Gitas, however, have been slow to enter some markets where laws dealing with traffic and pedestrians haven’t caught up with the new technology.
House Bill 245, which passed the House March 11, would establish a legal framework for using such devices in Illinois. It would provide that the devices be designed to stay within 10 feet of their owners and that the owners or operators have the same rights and obligations of pedestrians, except that they would have to yield the right-of-way to pedestrians on a sidewalk or crosswalk. It also provides that the devices cannot be used to transport a person.
In addition, the bill would give local governments authority to enact their own regulations for how the devices are used within their jurisdictions. It also contains a number of consumer protection provisions that would limit legal remedies for damages or injuries caused by the devices or their operators.
The bill passed the Senate by a vote of 47-to-6.
That bill was just one of dozens the Senate passed and sent to the governor Tuesday as both chambers worked through piles of legislation in advance of the May 31 adjournment date. Among the other notable bills passing the Senate on Tuesday were:
State Fair horse racing: House Bill 3667 which authorizes the Illinois State Fair to hold fewer than five days of horse racing each year.

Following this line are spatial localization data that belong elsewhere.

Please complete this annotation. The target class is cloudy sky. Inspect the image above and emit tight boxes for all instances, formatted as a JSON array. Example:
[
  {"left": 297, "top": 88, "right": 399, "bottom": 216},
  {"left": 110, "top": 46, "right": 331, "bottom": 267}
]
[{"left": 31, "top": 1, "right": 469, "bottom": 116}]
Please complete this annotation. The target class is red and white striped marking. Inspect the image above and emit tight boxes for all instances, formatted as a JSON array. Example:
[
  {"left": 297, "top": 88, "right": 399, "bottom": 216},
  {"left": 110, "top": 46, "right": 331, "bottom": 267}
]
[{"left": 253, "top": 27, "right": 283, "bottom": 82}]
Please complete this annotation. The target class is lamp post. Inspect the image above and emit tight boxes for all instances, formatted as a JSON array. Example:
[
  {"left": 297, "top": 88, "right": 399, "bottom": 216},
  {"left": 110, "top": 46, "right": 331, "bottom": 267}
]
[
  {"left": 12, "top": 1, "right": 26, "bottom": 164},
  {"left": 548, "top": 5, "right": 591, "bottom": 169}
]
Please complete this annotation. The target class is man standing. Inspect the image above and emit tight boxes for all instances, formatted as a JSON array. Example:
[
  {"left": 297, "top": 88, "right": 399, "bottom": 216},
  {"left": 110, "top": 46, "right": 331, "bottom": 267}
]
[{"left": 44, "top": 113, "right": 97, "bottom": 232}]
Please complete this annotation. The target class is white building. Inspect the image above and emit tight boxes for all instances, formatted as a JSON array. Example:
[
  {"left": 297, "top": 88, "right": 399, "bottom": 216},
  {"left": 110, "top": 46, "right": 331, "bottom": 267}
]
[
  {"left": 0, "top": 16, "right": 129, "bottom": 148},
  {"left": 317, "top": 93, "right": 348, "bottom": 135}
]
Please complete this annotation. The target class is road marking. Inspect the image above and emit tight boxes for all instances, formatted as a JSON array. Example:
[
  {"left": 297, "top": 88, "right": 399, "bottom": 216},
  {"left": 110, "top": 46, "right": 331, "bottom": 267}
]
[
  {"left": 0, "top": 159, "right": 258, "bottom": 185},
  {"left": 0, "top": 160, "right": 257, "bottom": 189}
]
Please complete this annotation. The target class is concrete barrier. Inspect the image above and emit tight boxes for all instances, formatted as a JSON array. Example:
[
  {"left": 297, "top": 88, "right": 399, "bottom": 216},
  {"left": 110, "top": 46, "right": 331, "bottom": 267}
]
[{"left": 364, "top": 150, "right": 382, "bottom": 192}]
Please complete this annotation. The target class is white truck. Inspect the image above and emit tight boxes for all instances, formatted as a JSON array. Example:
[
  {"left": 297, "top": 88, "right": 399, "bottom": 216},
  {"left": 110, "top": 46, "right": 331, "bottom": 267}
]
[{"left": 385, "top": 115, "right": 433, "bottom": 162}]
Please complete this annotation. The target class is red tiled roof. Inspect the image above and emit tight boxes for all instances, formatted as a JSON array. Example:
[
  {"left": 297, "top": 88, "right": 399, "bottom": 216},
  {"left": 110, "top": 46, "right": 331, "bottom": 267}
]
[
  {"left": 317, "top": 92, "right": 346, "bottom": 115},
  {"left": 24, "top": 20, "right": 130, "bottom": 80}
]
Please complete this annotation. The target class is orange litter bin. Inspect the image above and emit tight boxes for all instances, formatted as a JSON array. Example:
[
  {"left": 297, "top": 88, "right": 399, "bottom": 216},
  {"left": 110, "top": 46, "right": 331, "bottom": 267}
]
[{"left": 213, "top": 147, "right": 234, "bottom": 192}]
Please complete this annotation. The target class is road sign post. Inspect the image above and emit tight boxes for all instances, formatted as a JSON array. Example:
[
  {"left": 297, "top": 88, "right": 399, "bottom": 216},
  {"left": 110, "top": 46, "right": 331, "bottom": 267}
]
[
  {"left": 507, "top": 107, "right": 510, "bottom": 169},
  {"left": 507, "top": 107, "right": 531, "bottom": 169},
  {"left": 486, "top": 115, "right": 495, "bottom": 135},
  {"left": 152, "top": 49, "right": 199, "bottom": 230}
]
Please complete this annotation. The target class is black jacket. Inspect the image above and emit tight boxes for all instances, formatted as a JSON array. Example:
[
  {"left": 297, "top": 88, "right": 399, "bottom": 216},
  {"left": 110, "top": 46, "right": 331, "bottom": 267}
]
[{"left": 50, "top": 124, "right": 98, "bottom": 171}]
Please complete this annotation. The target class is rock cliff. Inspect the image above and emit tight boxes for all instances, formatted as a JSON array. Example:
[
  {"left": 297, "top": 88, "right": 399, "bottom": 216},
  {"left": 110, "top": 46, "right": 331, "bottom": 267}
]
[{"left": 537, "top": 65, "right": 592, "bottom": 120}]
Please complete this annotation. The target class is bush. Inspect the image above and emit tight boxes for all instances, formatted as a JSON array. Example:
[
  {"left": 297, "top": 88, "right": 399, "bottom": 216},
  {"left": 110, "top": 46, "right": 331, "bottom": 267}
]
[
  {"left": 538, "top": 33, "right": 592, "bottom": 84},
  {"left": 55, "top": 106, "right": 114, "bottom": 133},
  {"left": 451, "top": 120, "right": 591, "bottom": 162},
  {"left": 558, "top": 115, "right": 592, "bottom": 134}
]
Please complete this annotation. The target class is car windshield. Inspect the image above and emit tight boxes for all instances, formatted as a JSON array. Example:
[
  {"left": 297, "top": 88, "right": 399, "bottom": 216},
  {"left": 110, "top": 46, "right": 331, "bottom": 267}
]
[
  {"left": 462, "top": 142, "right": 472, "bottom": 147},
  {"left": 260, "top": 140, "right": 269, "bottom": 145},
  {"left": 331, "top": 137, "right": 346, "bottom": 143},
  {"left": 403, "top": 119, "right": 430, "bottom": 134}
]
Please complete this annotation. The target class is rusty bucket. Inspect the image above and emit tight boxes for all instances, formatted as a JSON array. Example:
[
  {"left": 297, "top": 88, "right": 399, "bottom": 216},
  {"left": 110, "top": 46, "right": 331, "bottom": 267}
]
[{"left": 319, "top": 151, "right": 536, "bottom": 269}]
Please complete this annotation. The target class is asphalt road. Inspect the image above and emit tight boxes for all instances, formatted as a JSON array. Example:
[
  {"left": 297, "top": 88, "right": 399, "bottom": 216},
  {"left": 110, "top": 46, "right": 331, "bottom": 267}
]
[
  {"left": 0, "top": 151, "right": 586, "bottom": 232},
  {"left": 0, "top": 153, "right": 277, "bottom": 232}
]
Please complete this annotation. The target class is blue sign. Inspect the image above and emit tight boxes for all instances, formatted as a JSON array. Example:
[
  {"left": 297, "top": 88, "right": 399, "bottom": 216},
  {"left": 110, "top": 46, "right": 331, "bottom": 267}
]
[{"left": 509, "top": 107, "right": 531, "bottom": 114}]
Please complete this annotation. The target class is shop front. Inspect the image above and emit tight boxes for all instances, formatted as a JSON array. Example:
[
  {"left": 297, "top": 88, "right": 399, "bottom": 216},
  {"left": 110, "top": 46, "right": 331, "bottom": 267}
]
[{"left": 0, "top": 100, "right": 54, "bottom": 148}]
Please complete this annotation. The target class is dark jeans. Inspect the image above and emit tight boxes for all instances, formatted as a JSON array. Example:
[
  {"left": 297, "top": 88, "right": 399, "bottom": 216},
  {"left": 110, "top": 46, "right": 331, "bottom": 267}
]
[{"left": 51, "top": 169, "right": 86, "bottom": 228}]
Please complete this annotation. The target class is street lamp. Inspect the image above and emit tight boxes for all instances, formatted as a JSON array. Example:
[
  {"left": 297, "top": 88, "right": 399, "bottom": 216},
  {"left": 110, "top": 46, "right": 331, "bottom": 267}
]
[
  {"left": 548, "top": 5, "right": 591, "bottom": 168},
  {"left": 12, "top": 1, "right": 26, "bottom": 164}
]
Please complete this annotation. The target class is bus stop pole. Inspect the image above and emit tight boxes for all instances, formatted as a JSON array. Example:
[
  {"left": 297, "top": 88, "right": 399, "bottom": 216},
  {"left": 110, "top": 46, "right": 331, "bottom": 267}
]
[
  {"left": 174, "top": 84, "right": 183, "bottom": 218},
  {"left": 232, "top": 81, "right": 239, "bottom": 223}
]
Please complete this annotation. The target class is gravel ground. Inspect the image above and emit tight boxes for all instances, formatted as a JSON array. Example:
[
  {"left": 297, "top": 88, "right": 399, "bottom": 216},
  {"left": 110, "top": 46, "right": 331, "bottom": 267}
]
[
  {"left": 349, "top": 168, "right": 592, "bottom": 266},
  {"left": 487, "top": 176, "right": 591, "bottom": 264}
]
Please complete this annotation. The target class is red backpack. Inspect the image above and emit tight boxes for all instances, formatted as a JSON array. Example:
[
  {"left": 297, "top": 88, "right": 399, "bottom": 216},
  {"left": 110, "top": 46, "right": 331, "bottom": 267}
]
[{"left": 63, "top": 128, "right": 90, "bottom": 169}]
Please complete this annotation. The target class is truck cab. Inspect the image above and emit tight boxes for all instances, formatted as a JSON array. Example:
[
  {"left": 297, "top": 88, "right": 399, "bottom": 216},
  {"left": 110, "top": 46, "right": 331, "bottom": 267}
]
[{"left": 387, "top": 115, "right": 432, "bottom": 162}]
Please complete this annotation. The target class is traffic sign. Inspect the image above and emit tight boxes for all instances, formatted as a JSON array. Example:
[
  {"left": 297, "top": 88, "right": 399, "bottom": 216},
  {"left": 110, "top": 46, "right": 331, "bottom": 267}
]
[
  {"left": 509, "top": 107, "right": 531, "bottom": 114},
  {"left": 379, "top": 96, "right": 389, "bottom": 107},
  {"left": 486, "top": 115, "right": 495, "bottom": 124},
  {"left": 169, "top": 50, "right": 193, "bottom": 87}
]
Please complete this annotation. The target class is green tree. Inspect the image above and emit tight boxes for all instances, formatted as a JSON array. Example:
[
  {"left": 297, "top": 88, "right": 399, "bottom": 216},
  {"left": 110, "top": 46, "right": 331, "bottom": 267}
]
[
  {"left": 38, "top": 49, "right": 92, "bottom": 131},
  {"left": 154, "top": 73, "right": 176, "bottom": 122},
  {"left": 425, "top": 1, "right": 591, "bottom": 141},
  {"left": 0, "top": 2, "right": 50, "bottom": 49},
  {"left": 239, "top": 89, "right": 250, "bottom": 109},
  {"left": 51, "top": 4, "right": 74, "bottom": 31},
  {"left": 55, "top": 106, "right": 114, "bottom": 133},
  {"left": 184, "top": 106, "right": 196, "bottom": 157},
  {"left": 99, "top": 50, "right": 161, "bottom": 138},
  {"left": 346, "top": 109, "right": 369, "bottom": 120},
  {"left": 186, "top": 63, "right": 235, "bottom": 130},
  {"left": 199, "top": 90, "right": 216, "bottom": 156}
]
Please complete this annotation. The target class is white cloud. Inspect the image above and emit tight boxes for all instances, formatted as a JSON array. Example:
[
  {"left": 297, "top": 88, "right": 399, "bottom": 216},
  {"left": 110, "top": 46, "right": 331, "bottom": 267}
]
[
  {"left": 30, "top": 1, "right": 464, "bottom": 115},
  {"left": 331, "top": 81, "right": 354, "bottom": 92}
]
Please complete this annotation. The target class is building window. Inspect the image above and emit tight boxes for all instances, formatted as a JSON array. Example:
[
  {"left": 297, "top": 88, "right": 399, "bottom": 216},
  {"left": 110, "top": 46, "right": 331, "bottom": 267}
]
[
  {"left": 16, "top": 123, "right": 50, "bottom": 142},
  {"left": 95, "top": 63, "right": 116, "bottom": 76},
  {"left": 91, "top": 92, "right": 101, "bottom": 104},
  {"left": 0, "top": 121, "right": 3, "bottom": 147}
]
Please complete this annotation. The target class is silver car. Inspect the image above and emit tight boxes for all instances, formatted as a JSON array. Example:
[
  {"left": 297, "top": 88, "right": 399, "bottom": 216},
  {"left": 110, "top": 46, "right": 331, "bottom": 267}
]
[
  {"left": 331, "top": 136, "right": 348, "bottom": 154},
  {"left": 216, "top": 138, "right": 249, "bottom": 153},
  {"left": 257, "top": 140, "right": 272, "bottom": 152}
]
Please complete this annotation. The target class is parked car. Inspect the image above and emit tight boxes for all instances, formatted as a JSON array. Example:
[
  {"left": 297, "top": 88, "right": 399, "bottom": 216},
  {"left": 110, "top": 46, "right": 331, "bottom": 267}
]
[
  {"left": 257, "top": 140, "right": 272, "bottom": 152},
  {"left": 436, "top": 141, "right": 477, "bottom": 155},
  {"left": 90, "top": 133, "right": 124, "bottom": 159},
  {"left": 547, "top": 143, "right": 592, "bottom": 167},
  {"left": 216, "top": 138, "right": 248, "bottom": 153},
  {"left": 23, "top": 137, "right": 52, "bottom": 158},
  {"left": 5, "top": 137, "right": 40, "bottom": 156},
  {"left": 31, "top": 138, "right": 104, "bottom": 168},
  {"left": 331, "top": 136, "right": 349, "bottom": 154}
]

Current law requires the State Fair to provide five days of horse racing, but the fair has been out of compliance with that law due to a shortage of horses in the state. A spokeswoman for the Illinois Department of Agriculture said in a phone interview that thoroughbred horse breeding in Illinois has been in a steady decline for about the past 20 years and there are no longer enough Illinois-bred horses to sustain the traditional five-day schedule.
Criminal justice reform: Current Illinois law prohibits people who have been convicted of certain crimes from obtaining professional health care worker licenses, unless they can show certain mitigating factors to justify issuing a license, certificate or registration.